Die Veranstaltung passte zeitlich gut in die Vorbereitung des Jubiläumsjahres 2013, das die Neuapostolische Kirche Nordrhein-Westfalen mit ihren NAK NRW-Tagen am Fronleichnamswochenende 2013 vom 30. Mai bis 2. Juni in Dortmund würdigen will.
Theologen und Historiker als Referenten
Gut 50 Teilnehmer hatten sich zu dieser Tagung in der sogenannten Studienkirche des Netzwerks Apostolische Geschichte (NAG) in der Nähe von Bielefeld versammelt. Die meisten Teilnehmer waren Mitglieder verschiedener apostolischer Konfessionen. Die gesamte apostolische Konfessionsgruppe hat ihre Wurzeln in der katholisch-apostolischen Bewegung des ausgehenden 18. und beginnenden 19. Jahrhunderts.
Das NAG konnte für diese Tagung einige Theologen und Historiker gewinnen, die aus verschiedenen Perspektiven Einblicke in die komplexen Zusammenhänge der frühen Kirchengeschichte der katholisch-apostolischen Gemeinde gaben.
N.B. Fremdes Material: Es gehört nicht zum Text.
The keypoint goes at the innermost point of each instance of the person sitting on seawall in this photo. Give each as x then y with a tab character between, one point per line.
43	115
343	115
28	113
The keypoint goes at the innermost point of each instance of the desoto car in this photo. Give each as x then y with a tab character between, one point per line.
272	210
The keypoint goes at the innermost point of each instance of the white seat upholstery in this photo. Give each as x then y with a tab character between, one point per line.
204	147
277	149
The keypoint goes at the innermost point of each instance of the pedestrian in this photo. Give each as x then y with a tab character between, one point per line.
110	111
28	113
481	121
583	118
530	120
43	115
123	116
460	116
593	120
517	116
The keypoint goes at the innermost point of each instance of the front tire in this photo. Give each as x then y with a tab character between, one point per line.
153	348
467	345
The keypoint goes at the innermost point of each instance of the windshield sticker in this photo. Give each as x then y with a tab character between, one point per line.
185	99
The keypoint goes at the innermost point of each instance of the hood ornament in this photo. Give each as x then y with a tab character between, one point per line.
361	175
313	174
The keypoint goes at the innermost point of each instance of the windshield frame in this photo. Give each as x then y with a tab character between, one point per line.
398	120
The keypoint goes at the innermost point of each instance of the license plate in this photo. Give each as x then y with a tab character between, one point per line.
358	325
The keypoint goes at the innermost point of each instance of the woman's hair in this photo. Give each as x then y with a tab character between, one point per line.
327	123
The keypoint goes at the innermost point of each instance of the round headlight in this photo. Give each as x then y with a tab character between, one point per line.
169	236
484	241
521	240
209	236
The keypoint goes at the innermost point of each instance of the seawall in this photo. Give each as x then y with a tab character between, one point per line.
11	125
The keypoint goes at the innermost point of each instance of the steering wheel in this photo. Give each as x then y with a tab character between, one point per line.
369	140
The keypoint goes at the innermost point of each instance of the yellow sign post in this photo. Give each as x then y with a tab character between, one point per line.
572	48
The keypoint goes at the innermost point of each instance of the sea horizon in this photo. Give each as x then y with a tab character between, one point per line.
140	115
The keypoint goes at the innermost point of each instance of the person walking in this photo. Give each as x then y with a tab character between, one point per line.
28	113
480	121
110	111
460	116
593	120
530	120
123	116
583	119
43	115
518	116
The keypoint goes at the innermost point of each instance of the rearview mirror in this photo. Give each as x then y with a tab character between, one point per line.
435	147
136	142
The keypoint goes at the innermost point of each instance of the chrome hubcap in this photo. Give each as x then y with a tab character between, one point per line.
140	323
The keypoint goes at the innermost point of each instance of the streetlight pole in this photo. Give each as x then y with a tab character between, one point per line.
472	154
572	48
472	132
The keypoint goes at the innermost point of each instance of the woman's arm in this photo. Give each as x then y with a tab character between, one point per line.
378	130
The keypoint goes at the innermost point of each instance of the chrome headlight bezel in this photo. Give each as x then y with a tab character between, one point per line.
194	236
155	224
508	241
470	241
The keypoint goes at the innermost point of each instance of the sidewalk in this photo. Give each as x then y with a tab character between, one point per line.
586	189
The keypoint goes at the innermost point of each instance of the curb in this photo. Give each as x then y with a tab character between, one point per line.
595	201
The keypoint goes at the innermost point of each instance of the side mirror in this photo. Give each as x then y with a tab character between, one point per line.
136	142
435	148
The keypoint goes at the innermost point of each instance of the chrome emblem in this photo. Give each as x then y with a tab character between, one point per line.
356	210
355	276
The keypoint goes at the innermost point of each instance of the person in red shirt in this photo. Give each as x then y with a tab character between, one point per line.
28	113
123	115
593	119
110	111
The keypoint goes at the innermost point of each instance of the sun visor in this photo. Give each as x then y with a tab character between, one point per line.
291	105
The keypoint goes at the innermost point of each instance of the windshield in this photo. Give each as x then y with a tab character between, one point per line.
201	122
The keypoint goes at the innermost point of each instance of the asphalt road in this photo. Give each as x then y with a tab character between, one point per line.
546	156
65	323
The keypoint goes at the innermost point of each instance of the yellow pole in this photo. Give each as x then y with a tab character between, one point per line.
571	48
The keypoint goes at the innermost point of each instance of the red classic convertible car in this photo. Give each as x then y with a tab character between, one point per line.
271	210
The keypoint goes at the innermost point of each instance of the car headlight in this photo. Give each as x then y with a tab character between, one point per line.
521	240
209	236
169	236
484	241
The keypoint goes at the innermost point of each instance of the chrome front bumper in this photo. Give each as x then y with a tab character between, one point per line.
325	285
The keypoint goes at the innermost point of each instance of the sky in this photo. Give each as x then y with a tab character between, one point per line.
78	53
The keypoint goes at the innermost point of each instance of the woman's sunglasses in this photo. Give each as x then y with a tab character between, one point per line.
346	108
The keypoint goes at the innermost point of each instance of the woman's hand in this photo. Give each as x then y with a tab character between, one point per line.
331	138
Zur Entstehung der katholisch-apostolischen Bewegung
Sebastian Müller-Bahr, zweiter Vorsitzender des NAG, führte mit einer Übersichtspräsentation zur Entstehung der katholisch-apostolischen Gemeinde in die Thematik ein. In seinem Referat deutete er die gesellschaftspolitische Situation des beginnenden 19. Jahrhunderts kurz nach der Epoche prägenden französischen Revolution an.
Die in dieser Phase in Europa aufkeimende Erweckungsbewegung hatte auch das Entstehen der sich im südenglischen Albury zusammengefundenen Gruppe zur Folge, aus der sich später die katholisch-apostolische Gemeinde entwickelte.
Verschiedene Geschichtsdarstellungen im Vergleich
Die evangelische Theologin Angelika Nemec (Heidelberg) warf mit ihrem Vortrag die Frage auf: "Worin besteht die Gefahr für die heutige historische Arbeit, wenn sie sich ausschließlich auf katholisch-apostolische Quellen stützt?"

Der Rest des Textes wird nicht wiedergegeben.